People opposed to the views of the terrorist often wonder how this act of terrorism occurred as well as what would, and has, driven a person to harm fellow humans in such a way, committing great atrocities. As with all problems, socially or otherwise, there is never just one answer. On a macro level, terrorism is a tool used to manipulate a change that the terrorist wants, most often a political change, as stated in most definitions of terrorism.
Through out history the majority of known terrorists have been male (Barkan 2001, 85). In the past this was believed to be due to the male sperm being more aggressive and moving around (Barkan 2001, 85). As research has improved, scientists have found the increase in male testosterone makes them more apt to be violent (Barkan 2001, 85). As the social roles of females have evolved and changed, females have been involved in more known acts of terrorism than they were before (Barkan 2001, 85-86). This could be because of women being less secretive than previous years, or due to their changing roles in society (Barkan 2001, 85-86). Further studies have also created questions about if the number of females involved in terrorism has really risen and what the reasons for that may be, it is too early to confidently say either (Barkan 2001, 86).
Often the media assists terrorism and encourages it without intending to do so. The various reports about terrorism allow a public megaphone for the terrorists to spread their demands and increase fears throughout the viewing audience, which in some cases is the world (Barkan 2001, 83-84). As the intended victims learn of the terrorist attacks, especially details, wide spread panic and fear often erupt (Barkan 2001, 83-84). The threatened citizens become more informed and scared, therefore often giving in to the terrorist’s demands (Barkan 2001, 83-84).
Media can also promote groupthink. Groupthink is the loss of individual reasoning and morals in a larger group of people (Irving 2000, 31). Victims of groupthink, if one can consider a terrorist a victim, often lose a lot of the judgment and individual decision making processes that they would use. Generally if there is a consensus with other people, those people feel satisfied that everyone else agrees with them so the idea must be right, which is commonly not the case (Irving 2000, 32). Seeing reports on the news, in the newspapers, or through other forms of media, future terrorists find out that other people agree with them, and even that their cause is news-worthy.

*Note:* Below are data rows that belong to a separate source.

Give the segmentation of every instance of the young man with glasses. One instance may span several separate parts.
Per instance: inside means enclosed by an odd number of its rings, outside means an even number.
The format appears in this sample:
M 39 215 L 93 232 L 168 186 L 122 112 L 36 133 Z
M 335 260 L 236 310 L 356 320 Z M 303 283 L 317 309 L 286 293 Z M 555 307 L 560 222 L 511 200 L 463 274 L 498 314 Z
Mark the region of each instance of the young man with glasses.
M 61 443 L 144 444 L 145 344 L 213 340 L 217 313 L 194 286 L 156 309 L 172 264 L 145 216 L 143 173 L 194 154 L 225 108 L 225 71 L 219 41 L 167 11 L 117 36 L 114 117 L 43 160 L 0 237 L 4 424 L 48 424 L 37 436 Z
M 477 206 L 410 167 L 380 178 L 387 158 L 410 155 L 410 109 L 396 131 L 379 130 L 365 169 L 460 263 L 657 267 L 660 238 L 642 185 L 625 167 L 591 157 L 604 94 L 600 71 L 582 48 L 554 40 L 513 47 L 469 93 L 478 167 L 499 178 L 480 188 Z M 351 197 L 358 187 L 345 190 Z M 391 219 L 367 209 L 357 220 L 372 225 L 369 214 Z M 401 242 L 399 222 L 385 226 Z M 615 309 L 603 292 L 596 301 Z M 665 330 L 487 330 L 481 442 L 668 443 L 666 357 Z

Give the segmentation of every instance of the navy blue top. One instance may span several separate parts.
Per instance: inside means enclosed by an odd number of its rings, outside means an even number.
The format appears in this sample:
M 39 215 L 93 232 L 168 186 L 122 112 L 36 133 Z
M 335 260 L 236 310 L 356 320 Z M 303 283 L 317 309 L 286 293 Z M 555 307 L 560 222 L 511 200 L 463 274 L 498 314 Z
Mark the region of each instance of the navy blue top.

Terrorist’s causes and methods vary, but the overall mindset of them is similar. The analysis of the reasons behind why these terrorists commit these acts varies, but the apparent mindset of terrorists is very similar.
Rushworth M. Kidder, a prominent researcher on terrorism, has identified seven
characteristics observed in interviewing well-known terrorists around the world: oversimplification of issues , frustration about an inability to change society ,
a sense of self righteousness , a utopian belief in the world , a feeling of social isolation , a need to assert his own existence , a cold blooded willingness to kill.
(Davis 2004, 23)
The combination of those seven characteristics can be fatal to the victims of terrorism, yet a person with those characteristics is not necessarily a terrorist. The environment can play a factor in who commits these violent acts, as well as the motives. Terrorism is a complex subject, with no easy definition, and no complete accurate way of pinpointing what causes a terrorist and his or her thoughts.
Barkan, Steven E., and Lynne L. Snowden. 2001. Collective Violence. Allyn & Bacon: Boston.
Davis, Paul B. 2004. “The Terrorist Mentality” pp in 22-23 in Violence and Terrorism Annual Editions 04/05 7th Edition edited by Thomas J. Bady. Guilford, CT: Mcgraw-Hill/Dushkin
Janis, Irving. 2000. “Victims of Groupthink” pp in 30-35 in Approaches to Peace A Reader in Peace Studies edited by David P. Barash. New York, NY: Oxford University Press, Inc.